La ambigüedad y la permanente duda han sido las constantes de algunos de nuestros gobernantes en relación al futuro de la España africana. Reticencias que incluso han llegado a plasmarse en documentos que, providencialmente, algunos no vieron la luz y otros no llegaron a desarrollarse.
Así la nonnata Constitución Federal de la I República de 1873, en su artículo 2º contenía esta curiosa disposición:”Las Islas Filipinas, de Fernando Poo, Annobón, Coriscos y los establecimientos de África componen territorios que a medida de sus progresos, se elevarán a Estados por los poderes públicos”.

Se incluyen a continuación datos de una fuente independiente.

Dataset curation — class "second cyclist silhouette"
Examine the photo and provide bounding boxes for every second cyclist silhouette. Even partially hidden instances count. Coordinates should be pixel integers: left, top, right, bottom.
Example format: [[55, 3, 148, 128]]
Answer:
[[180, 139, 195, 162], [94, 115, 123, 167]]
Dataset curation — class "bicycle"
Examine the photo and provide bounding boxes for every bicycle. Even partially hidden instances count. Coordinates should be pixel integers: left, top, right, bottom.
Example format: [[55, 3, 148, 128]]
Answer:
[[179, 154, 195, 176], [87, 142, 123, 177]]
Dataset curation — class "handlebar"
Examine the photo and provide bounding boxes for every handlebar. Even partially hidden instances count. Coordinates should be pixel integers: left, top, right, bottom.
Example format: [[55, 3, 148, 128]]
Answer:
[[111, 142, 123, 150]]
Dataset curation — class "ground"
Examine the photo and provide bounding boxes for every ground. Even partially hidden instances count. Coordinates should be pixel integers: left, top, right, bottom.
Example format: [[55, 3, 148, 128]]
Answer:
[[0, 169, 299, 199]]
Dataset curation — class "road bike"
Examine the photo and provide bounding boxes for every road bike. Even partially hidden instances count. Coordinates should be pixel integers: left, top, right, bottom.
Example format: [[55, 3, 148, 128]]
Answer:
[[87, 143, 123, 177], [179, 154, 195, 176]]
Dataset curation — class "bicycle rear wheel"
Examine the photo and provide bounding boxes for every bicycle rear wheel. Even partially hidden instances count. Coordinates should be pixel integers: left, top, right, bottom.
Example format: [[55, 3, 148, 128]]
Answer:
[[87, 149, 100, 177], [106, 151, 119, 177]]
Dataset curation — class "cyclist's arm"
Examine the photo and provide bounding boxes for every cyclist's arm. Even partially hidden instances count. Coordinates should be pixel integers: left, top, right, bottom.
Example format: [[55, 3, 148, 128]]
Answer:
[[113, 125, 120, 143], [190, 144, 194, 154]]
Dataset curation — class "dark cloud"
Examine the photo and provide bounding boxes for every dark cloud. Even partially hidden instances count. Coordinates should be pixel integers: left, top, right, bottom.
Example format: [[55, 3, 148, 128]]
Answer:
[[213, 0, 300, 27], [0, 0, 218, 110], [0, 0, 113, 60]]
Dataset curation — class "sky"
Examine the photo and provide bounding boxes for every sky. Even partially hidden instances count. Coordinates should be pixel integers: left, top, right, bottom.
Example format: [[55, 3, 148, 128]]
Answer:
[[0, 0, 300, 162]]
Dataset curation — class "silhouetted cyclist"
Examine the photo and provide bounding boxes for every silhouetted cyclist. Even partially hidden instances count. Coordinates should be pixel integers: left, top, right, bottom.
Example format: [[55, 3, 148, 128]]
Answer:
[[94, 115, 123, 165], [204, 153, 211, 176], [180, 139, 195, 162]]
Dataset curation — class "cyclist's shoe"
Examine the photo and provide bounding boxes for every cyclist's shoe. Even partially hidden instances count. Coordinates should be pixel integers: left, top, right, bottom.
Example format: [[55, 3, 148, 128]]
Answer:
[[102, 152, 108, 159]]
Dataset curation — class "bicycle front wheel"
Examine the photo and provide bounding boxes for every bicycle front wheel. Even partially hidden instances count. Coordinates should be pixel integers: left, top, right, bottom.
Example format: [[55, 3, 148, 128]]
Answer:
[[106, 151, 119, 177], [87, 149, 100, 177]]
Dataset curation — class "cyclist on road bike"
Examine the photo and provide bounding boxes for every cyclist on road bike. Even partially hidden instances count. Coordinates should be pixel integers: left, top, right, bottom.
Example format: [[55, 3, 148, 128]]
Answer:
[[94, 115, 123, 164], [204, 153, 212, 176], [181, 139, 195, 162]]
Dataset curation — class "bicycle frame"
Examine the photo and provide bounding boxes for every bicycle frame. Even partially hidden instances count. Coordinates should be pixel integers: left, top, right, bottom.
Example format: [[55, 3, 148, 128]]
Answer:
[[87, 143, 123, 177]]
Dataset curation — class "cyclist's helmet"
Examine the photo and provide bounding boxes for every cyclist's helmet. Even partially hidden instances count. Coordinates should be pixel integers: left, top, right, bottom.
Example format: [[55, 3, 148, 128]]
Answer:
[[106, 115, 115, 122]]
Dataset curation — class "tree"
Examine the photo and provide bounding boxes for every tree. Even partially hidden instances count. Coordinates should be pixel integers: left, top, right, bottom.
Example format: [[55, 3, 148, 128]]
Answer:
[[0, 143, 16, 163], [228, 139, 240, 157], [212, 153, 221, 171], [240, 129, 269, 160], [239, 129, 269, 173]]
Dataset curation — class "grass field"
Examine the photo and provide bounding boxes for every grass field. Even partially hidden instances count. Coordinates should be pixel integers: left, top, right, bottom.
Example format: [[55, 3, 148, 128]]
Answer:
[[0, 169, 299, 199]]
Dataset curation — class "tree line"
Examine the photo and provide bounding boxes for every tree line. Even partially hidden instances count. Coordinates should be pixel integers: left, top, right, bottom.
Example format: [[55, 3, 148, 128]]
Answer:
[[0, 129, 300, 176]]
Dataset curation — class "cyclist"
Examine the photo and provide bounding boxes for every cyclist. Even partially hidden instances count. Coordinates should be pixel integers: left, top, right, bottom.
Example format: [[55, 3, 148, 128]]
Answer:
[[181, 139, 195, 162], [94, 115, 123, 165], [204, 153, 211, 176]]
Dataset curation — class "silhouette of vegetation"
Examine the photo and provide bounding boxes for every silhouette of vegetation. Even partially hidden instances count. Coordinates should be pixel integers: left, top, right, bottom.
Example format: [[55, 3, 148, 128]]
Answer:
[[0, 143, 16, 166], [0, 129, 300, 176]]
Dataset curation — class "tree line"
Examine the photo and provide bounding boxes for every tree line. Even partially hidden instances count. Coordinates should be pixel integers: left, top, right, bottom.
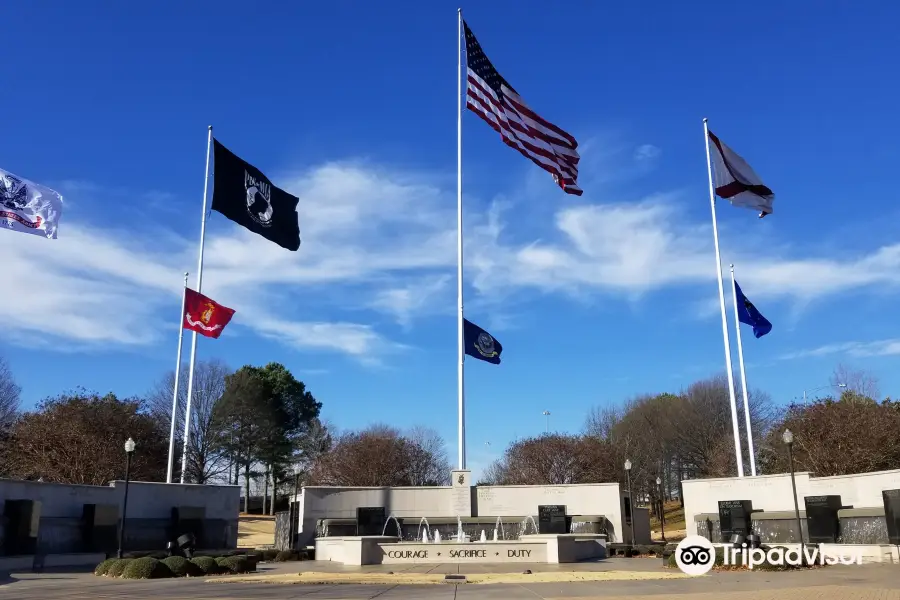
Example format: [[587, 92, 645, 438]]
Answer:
[[0, 360, 900, 502], [0, 359, 449, 506]]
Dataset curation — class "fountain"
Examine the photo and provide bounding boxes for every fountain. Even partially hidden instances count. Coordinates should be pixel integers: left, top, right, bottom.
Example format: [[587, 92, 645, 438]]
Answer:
[[381, 515, 403, 540], [416, 517, 431, 544], [494, 517, 506, 542]]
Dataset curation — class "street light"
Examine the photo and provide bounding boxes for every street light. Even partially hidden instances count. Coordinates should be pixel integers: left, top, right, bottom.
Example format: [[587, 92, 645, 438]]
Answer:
[[781, 429, 803, 548], [656, 477, 666, 544], [625, 458, 634, 557], [803, 383, 847, 402], [116, 438, 134, 558]]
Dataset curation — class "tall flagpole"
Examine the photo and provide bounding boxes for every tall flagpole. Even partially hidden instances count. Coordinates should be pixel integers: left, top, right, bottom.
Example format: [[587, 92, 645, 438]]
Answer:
[[703, 119, 744, 477], [731, 265, 756, 477], [166, 273, 189, 483], [456, 8, 466, 469], [181, 125, 212, 483]]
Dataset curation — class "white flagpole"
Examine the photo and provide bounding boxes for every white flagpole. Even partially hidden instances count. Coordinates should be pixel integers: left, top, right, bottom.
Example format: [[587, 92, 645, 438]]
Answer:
[[166, 273, 189, 483], [731, 265, 756, 477], [703, 119, 744, 477], [456, 8, 466, 469], [181, 125, 212, 483]]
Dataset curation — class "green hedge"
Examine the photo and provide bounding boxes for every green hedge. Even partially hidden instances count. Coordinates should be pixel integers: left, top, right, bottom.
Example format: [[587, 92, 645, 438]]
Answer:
[[106, 558, 134, 577], [162, 556, 204, 577], [94, 558, 118, 576], [273, 550, 300, 562], [191, 556, 222, 575], [216, 556, 256, 573], [122, 556, 173, 579]]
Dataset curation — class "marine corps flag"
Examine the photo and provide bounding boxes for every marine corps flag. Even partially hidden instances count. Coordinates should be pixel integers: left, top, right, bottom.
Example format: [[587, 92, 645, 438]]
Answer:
[[212, 139, 300, 250], [463, 319, 503, 365], [182, 287, 234, 338]]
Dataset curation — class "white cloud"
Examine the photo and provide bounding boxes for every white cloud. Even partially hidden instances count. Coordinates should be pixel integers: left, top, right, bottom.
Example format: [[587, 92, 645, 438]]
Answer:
[[0, 155, 900, 361], [634, 144, 661, 162], [779, 338, 900, 360]]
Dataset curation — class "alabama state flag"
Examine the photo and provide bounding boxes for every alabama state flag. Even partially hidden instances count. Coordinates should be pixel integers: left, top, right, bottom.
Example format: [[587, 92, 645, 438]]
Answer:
[[182, 287, 234, 338]]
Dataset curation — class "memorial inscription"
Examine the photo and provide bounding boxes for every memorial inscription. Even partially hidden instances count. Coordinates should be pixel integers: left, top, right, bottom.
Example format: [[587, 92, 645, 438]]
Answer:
[[538, 504, 568, 534]]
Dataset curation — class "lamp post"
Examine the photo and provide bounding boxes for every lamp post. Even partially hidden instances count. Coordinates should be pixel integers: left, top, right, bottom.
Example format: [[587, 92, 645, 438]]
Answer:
[[781, 429, 803, 548], [116, 438, 134, 558], [803, 383, 847, 403], [625, 458, 634, 556], [656, 477, 666, 544]]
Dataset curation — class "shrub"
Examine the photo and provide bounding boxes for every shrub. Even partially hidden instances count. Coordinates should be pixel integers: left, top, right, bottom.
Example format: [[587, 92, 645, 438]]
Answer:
[[190, 556, 221, 575], [94, 558, 119, 575], [106, 558, 134, 577], [161, 556, 204, 577], [275, 550, 300, 562], [216, 556, 254, 573], [122, 556, 172, 579]]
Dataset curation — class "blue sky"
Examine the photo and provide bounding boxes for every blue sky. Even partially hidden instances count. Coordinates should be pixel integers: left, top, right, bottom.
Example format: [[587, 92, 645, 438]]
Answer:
[[0, 1, 900, 478]]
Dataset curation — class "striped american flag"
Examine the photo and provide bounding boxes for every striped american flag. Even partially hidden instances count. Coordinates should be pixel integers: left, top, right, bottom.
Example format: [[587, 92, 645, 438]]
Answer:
[[463, 22, 582, 196]]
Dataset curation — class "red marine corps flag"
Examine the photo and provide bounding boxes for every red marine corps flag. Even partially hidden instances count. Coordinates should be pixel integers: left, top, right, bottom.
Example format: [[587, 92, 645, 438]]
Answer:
[[182, 287, 234, 338]]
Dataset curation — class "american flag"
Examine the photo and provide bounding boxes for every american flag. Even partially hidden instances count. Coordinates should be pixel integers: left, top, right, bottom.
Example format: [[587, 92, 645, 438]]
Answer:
[[463, 22, 582, 196]]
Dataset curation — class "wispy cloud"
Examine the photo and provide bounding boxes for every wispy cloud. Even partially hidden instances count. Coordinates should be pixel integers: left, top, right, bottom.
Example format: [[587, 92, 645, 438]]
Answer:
[[0, 151, 900, 364], [779, 338, 900, 360]]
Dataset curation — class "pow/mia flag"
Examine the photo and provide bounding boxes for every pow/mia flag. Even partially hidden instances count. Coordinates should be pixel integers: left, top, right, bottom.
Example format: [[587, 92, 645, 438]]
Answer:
[[0, 169, 63, 240], [212, 139, 300, 251], [463, 319, 503, 365]]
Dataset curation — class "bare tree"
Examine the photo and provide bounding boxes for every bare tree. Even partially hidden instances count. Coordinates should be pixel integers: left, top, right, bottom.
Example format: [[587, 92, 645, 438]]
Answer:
[[405, 426, 450, 485], [830, 364, 880, 400], [0, 356, 22, 431], [310, 425, 449, 486], [147, 359, 231, 483]]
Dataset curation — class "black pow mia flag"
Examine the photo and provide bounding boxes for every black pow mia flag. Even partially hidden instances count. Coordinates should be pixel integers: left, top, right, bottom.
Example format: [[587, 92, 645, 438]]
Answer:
[[212, 139, 300, 251], [463, 319, 503, 365]]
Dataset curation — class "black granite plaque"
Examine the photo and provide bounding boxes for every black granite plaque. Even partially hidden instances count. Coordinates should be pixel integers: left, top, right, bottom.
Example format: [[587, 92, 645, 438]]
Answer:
[[803, 496, 842, 544], [719, 500, 753, 544], [538, 504, 569, 533], [881, 490, 900, 546], [169, 506, 206, 548], [81, 504, 119, 552], [356, 506, 386, 535], [3, 500, 41, 556]]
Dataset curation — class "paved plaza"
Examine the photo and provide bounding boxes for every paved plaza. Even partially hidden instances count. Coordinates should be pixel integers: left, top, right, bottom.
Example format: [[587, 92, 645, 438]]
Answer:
[[0, 559, 900, 600]]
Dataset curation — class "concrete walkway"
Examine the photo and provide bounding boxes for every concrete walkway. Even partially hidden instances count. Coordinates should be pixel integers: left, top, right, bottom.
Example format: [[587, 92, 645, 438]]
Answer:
[[0, 559, 900, 600]]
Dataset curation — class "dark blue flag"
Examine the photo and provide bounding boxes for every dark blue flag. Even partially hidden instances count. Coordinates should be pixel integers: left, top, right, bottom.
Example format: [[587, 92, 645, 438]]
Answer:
[[463, 319, 503, 365], [734, 281, 772, 338]]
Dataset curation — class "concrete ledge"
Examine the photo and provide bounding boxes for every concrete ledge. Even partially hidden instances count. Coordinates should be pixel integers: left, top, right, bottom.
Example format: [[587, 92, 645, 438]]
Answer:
[[0, 552, 106, 572]]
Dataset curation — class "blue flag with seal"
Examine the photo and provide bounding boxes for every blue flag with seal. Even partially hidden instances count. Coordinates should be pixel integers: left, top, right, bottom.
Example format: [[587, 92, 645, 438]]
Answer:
[[734, 281, 772, 338], [463, 319, 503, 365]]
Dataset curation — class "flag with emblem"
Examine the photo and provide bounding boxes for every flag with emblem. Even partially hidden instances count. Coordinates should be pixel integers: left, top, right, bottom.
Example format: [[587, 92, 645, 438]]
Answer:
[[463, 319, 503, 365], [0, 169, 63, 240], [182, 287, 234, 338], [212, 139, 300, 250], [463, 22, 582, 196], [734, 281, 772, 338], [709, 131, 775, 219]]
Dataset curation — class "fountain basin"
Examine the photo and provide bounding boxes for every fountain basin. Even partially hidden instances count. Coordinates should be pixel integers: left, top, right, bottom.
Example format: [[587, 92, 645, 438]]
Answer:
[[316, 533, 606, 566]]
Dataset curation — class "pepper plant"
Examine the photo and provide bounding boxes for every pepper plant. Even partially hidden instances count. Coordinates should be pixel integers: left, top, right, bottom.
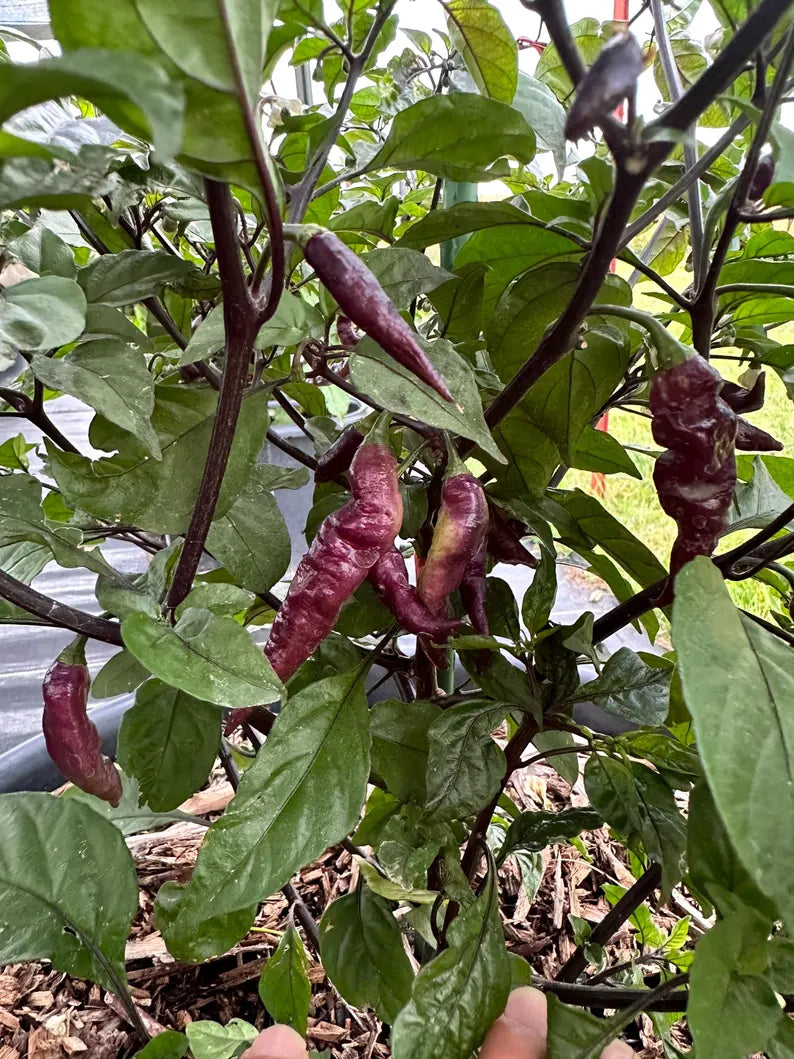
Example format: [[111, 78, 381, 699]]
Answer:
[[0, 0, 794, 1059]]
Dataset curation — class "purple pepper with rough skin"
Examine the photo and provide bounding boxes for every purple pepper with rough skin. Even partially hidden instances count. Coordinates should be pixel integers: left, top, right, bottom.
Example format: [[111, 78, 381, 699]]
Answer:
[[369, 548, 461, 643], [41, 638, 122, 806], [303, 231, 452, 401], [314, 427, 364, 482], [565, 33, 645, 140], [417, 446, 488, 668]]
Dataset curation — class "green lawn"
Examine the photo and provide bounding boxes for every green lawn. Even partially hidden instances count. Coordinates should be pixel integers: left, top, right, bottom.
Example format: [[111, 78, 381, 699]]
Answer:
[[564, 269, 794, 616]]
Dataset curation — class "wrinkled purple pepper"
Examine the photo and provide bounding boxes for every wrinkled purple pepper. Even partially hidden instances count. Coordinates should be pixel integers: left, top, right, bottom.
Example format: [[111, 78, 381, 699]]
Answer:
[[304, 231, 452, 401], [41, 640, 122, 806]]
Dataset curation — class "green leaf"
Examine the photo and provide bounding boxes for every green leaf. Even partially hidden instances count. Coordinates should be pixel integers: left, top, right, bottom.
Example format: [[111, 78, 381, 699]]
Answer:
[[61, 772, 197, 836], [206, 466, 292, 592], [446, 0, 519, 103], [369, 699, 440, 805], [157, 670, 369, 961], [425, 700, 508, 820], [521, 548, 557, 635], [367, 92, 535, 181], [686, 782, 777, 920], [320, 880, 414, 1024], [672, 558, 794, 919], [185, 1019, 257, 1059], [47, 384, 268, 534], [687, 909, 780, 1059], [0, 48, 184, 156], [136, 0, 278, 105], [118, 680, 220, 812], [0, 794, 138, 993], [77, 243, 196, 306], [557, 489, 667, 588], [31, 340, 161, 460], [512, 70, 567, 176], [392, 874, 510, 1059], [572, 647, 672, 728], [8, 223, 77, 280], [259, 922, 311, 1037], [122, 607, 284, 708], [91, 650, 149, 699], [498, 808, 603, 864], [0, 275, 86, 349], [136, 1029, 187, 1059], [362, 247, 451, 309], [584, 754, 686, 889], [350, 339, 504, 462]]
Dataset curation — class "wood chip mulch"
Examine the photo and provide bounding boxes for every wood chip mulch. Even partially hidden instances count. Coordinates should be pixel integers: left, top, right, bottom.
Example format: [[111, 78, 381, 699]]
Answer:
[[0, 765, 699, 1059]]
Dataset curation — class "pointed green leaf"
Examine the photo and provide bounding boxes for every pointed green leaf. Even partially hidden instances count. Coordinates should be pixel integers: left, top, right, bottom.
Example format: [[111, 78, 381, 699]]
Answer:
[[116, 680, 220, 812], [0, 275, 86, 349], [320, 881, 414, 1024], [392, 875, 510, 1059], [157, 671, 369, 961], [259, 922, 311, 1037], [0, 794, 138, 992], [672, 558, 794, 920], [122, 607, 284, 708], [31, 340, 161, 460]]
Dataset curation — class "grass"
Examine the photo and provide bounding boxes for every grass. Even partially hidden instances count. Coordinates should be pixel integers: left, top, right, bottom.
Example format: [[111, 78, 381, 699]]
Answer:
[[564, 263, 794, 616]]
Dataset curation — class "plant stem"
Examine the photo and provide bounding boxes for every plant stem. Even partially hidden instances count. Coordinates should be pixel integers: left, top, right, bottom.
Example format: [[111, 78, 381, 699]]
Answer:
[[650, 0, 703, 290], [0, 570, 124, 647], [167, 180, 259, 613], [557, 864, 662, 982]]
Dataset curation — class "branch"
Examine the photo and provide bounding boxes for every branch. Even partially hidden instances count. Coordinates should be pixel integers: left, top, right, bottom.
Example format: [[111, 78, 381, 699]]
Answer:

A finales del siglo XX un partido político, sin representación en la Asamblea de nuestra ciudad, en su XII Congreso abogaba por negociar con Marruecos la retrocesión de Ceuta y Melilla. También otro partido de mayor implantación nacional, en el que militaba uno de los homenajeados en el día de hoy, incluyó en su programa para el actual milenio un futuro nada halagüeño para las dos ciudades españolas del Norte de África: “Se ha de ir creando las condiciones idóneas dentro de ambas ciudades de tal forma que cuando llegue el momento adecuado la solución sea lo menos traumática posible”. Se trata de un lenguaje calculadamente anfibológico pero suficientemente explícito como para comprender lo que pretendían insinuar sus autores.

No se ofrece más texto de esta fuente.